For Lee and the family too, the pain is obviously still there, but so too the pride and the memories, accompanied by the heartfelt well-wishes from so many.
He became a goalkeeper himself, including making a senior Cardiff appearance in the same team as Thompson, and also once lining up against his Dad for Barry Town against Cwmbran in the Welsh Premier League.
Lee also now boasts an extensive coaching CV, and is currently Head Coach overseeing the performance programme for the men’s team at the University of South Wales.
“I will always be very proud of my Dad as all the family are,” he says.
“He loved football, and had an infectious personality – he was always there to be seen.

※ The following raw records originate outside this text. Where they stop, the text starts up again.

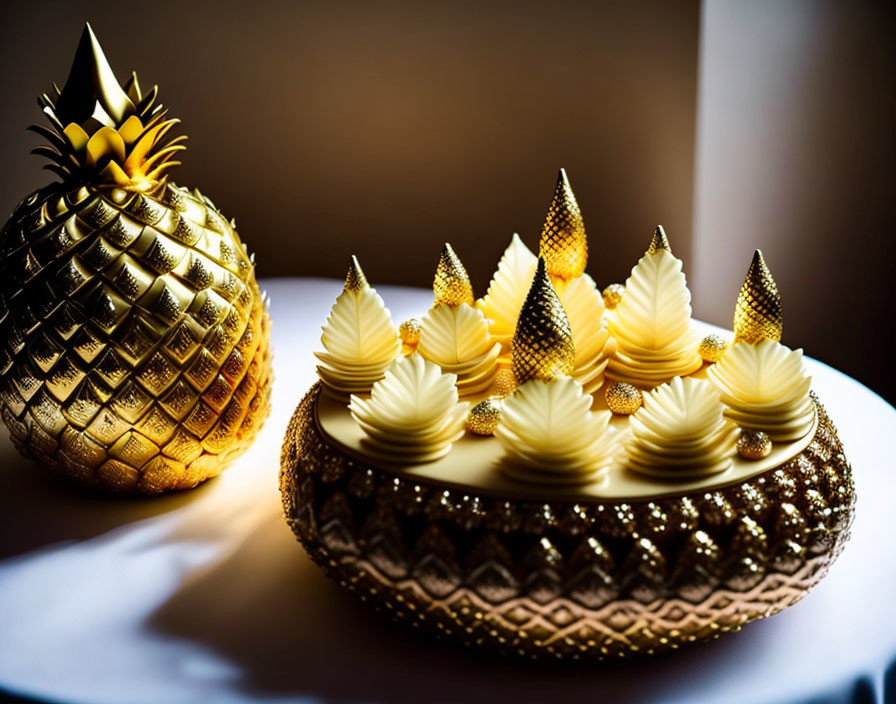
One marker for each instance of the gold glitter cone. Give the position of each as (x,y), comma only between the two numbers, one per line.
(563,243)
(659,241)
(757,315)
(452,284)
(542,342)
(355,279)
(134,350)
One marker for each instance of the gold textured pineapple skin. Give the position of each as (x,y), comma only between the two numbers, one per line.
(134,341)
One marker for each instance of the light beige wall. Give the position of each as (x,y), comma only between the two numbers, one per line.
(796,156)
(386,128)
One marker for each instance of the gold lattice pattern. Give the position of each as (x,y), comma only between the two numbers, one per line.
(133,337)
(542,346)
(564,245)
(595,580)
(757,315)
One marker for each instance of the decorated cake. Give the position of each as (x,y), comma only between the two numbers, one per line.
(555,470)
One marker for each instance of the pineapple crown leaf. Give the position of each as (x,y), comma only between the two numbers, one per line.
(103,132)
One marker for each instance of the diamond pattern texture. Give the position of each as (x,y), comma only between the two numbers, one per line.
(134,349)
(595,580)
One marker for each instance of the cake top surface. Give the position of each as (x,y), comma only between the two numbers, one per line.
(564,389)
(476,462)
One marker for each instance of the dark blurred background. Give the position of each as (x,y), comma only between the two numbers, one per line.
(384,129)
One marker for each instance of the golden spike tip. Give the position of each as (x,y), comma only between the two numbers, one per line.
(757,315)
(451,285)
(355,279)
(91,81)
(563,243)
(542,342)
(659,241)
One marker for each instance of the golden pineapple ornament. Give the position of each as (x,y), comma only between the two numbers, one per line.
(757,315)
(659,241)
(135,350)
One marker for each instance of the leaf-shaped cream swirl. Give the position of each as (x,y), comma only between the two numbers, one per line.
(412,415)
(680,432)
(584,307)
(550,435)
(359,338)
(652,325)
(765,386)
(457,339)
(507,291)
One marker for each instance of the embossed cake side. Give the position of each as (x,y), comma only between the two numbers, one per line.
(588,580)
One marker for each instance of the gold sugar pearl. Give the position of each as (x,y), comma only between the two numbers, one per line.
(712,347)
(409,331)
(623,399)
(504,383)
(484,417)
(613,295)
(753,444)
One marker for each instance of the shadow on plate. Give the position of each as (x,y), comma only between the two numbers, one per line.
(292,633)
(38,509)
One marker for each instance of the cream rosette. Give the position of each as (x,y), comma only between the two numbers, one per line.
(584,307)
(765,386)
(652,324)
(360,342)
(551,436)
(412,415)
(680,432)
(507,291)
(457,339)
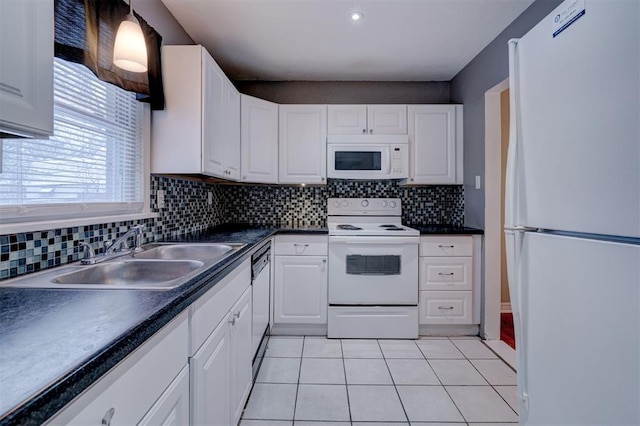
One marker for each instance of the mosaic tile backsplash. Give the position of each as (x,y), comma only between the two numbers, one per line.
(187,210)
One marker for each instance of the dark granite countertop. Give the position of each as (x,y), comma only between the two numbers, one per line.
(54,343)
(446,229)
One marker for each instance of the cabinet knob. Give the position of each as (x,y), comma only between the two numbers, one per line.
(106,420)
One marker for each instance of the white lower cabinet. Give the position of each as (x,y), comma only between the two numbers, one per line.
(300,280)
(445,307)
(241,355)
(172,409)
(447,276)
(221,371)
(211,379)
(146,387)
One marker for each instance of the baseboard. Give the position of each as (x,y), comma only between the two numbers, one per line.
(449,330)
(299,330)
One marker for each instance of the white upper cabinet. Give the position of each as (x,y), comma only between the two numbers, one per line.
(259,140)
(199,130)
(303,144)
(367,119)
(26,68)
(435,144)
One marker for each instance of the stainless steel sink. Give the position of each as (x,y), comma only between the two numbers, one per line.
(160,266)
(202,252)
(131,273)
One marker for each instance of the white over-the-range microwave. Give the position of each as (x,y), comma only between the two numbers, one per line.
(368,156)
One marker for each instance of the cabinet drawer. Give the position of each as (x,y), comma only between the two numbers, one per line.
(445,307)
(131,388)
(301,245)
(206,312)
(452,273)
(446,246)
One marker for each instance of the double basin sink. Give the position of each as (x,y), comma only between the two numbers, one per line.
(159,266)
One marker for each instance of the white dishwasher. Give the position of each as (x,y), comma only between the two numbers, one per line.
(260,288)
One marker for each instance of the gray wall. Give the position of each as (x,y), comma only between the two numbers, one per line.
(346,92)
(158,16)
(488,68)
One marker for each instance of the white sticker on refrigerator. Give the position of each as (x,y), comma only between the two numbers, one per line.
(566,14)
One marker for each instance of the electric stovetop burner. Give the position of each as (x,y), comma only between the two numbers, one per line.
(349,227)
(392,228)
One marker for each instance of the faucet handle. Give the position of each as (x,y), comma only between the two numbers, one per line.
(89,253)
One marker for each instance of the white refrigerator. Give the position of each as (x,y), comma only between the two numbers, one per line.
(572,214)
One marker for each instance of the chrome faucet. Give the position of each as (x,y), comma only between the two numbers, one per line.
(116,249)
(118,245)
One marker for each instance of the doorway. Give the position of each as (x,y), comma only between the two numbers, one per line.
(496,294)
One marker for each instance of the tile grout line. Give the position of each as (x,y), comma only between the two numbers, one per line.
(346,382)
(395,387)
(442,384)
(482,375)
(295,401)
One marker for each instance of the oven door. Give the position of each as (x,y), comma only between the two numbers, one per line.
(358,161)
(373,270)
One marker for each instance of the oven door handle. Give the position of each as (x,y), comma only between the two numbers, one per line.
(374,240)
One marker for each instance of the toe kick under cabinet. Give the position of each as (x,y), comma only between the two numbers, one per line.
(449,280)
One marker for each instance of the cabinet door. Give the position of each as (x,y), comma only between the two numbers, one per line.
(241,354)
(232,123)
(435,144)
(303,143)
(387,119)
(172,409)
(26,68)
(211,379)
(300,290)
(214,134)
(346,119)
(259,140)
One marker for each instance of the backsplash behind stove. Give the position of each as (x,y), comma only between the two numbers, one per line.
(307,206)
(187,210)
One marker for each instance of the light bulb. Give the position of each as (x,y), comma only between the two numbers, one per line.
(130,49)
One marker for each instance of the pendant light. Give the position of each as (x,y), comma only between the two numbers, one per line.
(130,49)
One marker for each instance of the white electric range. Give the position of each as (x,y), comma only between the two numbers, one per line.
(373,270)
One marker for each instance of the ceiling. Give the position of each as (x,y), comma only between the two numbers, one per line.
(316,40)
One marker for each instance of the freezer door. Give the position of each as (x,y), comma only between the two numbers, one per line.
(577,115)
(581,316)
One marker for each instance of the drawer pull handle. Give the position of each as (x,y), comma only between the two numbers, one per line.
(106,420)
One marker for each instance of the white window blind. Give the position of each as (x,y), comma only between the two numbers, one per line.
(92,166)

“There are people who have their first footballing moments that they remember in which my Dad was involved and that is so good to know.
“I am not sure there is anyone who would have a bad word to say about him, and it is always lovely to see the reaction from people who care.
“For us, it is about keeping his memory alive as much as we can.
“He has got four grandchildren now, but unfortunately he only got to meet one of them.
“But when they go to Grandma’s house, he is always mentioned and there will always be stories about what he was like, and memories which will never go away.”
Just like those infamous car park sessions which he loved so much, stepovers and all, Mark Kendall will certainly never be forgotten, as Turner poignantly concludes: “From my point of view, it was just a privilege to have had him as a player.”